Enterprise networks today have highly diverse correctness requirements and relatively common performance objectives. As a result, preferred abstractions for enterprise networks are those which allow matching correctness specification, while transparently managing performance. Existing SDN network management architectures, however, bundle correctness and performance as a single abstraction. We argue that this creates an SDN ecosystem that is unnecessarily hard to build, maintain and evolve. We advocate a separation of the diverse correctness abstractions from generic performance optimization, to enable easier evolution of SDN controllers and platforms. We propose Oreo, a first step towards a common and relatively transparent performance optimization layer for SDN. Oreo performs the optimization by first building a model that describes every flow in the network, and then performing network-wide, multi-objective optimization based on this model without disrupting higher level correctness.

Christopher Hannon, Illinois Institute of Technology, Dong Jin, Illinois Institute of Technology, Chen Chen, Argonne National Laboratory, Jianhui Wang, Argonne National Laboratory.  2017.  Ultimate Forwarding Resilience in OpenFlow Networks. ACM International Workshop on Security in Software Defined Networks & Network Function Virtualization (SDN-NFV Security 2017).

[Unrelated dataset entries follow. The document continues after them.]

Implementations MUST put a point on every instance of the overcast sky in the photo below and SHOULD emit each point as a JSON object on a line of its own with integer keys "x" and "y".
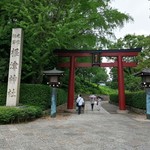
{"x": 140, "y": 11}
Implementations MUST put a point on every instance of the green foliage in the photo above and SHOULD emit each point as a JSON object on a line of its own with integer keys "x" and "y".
{"x": 82, "y": 86}
{"x": 3, "y": 91}
{"x": 54, "y": 24}
{"x": 35, "y": 94}
{"x": 19, "y": 114}
{"x": 133, "y": 99}
{"x": 132, "y": 83}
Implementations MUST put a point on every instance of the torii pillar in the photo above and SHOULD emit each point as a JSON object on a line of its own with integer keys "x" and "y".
{"x": 119, "y": 63}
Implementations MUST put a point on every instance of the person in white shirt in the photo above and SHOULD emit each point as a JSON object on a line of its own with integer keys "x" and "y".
{"x": 99, "y": 99}
{"x": 80, "y": 103}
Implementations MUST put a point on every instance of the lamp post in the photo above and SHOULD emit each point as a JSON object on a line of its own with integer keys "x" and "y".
{"x": 54, "y": 83}
{"x": 145, "y": 75}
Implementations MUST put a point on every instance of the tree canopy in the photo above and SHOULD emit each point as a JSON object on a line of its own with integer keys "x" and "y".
{"x": 143, "y": 59}
{"x": 50, "y": 24}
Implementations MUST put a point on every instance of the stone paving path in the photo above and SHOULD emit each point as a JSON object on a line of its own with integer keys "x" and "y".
{"x": 93, "y": 130}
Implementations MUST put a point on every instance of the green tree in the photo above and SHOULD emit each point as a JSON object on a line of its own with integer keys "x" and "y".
{"x": 143, "y": 59}
{"x": 50, "y": 24}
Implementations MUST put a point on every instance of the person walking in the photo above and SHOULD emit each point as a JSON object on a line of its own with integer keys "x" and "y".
{"x": 80, "y": 102}
{"x": 99, "y": 99}
{"x": 92, "y": 100}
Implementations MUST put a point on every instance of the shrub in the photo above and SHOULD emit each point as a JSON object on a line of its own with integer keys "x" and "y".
{"x": 18, "y": 114}
{"x": 133, "y": 99}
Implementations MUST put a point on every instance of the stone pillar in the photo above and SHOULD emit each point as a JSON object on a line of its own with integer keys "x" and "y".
{"x": 13, "y": 87}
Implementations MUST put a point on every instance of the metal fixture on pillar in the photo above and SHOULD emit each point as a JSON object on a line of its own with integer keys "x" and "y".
{"x": 53, "y": 76}
{"x": 145, "y": 75}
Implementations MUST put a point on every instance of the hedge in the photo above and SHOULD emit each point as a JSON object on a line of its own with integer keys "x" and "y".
{"x": 133, "y": 99}
{"x": 34, "y": 98}
{"x": 34, "y": 94}
{"x": 19, "y": 114}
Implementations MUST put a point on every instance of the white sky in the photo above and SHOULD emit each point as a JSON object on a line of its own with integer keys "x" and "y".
{"x": 140, "y": 12}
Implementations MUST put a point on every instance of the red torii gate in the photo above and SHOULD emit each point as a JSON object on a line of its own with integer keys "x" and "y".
{"x": 96, "y": 54}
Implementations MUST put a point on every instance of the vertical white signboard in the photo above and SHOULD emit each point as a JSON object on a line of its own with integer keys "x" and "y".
{"x": 13, "y": 87}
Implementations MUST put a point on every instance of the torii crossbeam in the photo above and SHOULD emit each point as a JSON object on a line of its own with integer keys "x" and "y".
{"x": 95, "y": 55}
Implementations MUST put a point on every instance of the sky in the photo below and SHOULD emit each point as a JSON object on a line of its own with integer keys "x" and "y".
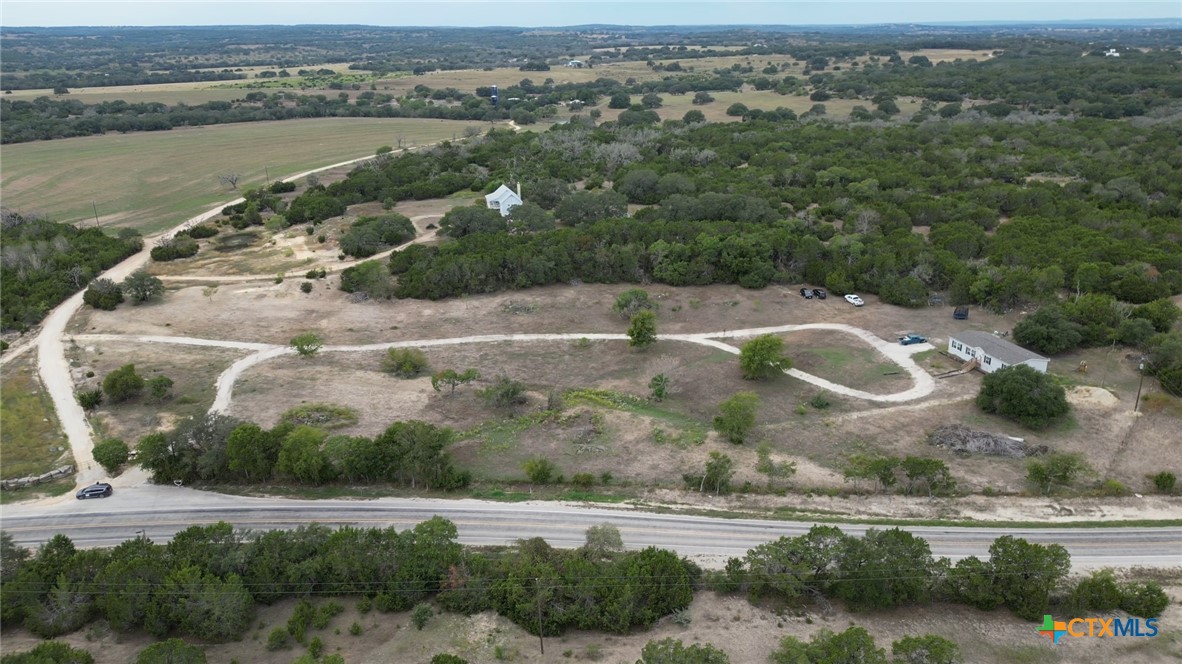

Software defined networking is a rapidly expanding networking paradigm that aims to separate the control logic from the forwarding devices. Through centralized control, network operators are able to deploy and manage more efficient forwarding strategies. Traditionally, when the network undergoes a change through maintenance, failure, or cyber attack, the centralized controller processes these events and deploys new forwarding rules reactively. This work provides a strategy that does not require a controller in order to maintain connectivity while only using features within the existing OpenFlow protocol version 1.3 or greater. In this paper we illustrate why forwarding resiliency is desired in OpenFlow networks and provide an algorithm that computes the flow entries required to achieve maximal forwarding resiliency in presence of both multiple link and controller failures on any arbitrary network.